Fig. 4: Exposure to ferroptotic supernatants induces transcriptional reprograming of macrophages.

A pBMDMs were incubated with supernatants from GPX4 control (GPX4 ctrl SN) or GPX4 KO (GPX4 KO SN) SCLC cell lines (Bebber et al. [35]) at day 7 post-differentiation. CD11b⁺, F4/80⁺ cells were gated within live cells. Representative Flow Cytometry analysis is shown. B Percentage of combined CD11b⁺, F4/80⁺ pBMDMs within live cells was plotted. C Schematic of supernatant transfer strategy from Pfa1 to pBMDMs (n = 3 per condition). D Differentiated pBMDMs incubated for 24 h with supernatants as depicted in C were subjected to RNA sequencing. The 25 most upregulated and downregulated genes are shown. The genes are clustered row-wise by expression patterns using z-scores of normalized expression. E Positively enriched immune system-related GO terms in pBMDMs exposed to ferroptotic supernatants were chosen within the top 100 GO terms enriched.

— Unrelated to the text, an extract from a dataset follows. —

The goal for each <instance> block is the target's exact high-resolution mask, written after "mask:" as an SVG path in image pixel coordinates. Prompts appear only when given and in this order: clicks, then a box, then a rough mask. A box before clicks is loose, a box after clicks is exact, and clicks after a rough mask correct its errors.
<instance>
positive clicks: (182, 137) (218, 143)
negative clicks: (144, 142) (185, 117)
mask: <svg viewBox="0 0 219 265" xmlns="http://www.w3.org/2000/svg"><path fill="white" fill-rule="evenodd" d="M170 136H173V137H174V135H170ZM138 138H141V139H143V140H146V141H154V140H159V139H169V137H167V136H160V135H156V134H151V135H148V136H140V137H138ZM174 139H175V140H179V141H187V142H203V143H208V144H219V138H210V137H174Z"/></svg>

F pBMDMs were subjected to the indicated supernatants from Pfa1 MEFs for 24 h. The indicated transcripts were quantified by qPCR. G iBMDMs were incubated with supernatants from live (supernatant collected after 72 h from Pfa1 MEFs -4OHT) or ferroptotic Pfa1 MEFs (supernatants collected after 72 h from Pfa1 MEFs +4OHT) for 24 h. Surface expression of CD14 was quantified by antibody-based staining and flow cytometry. Mean fluorescence intensity (MFI) is shown. H RAW264.7 cells were incubated, stained, and analyzed as in (G). All schemes were created with BioRender.com. Data information: B, F, G Graphs and D heatmap show data of means ± SEM of 3 independent biological replicates. One- or two-way ANOVA was used to calculate p-values. ns: not significant; *: p < 0.05; **: p < 0.01; ***: p < 0.001; ****: p < 0.0001. Source data are available online for this figure.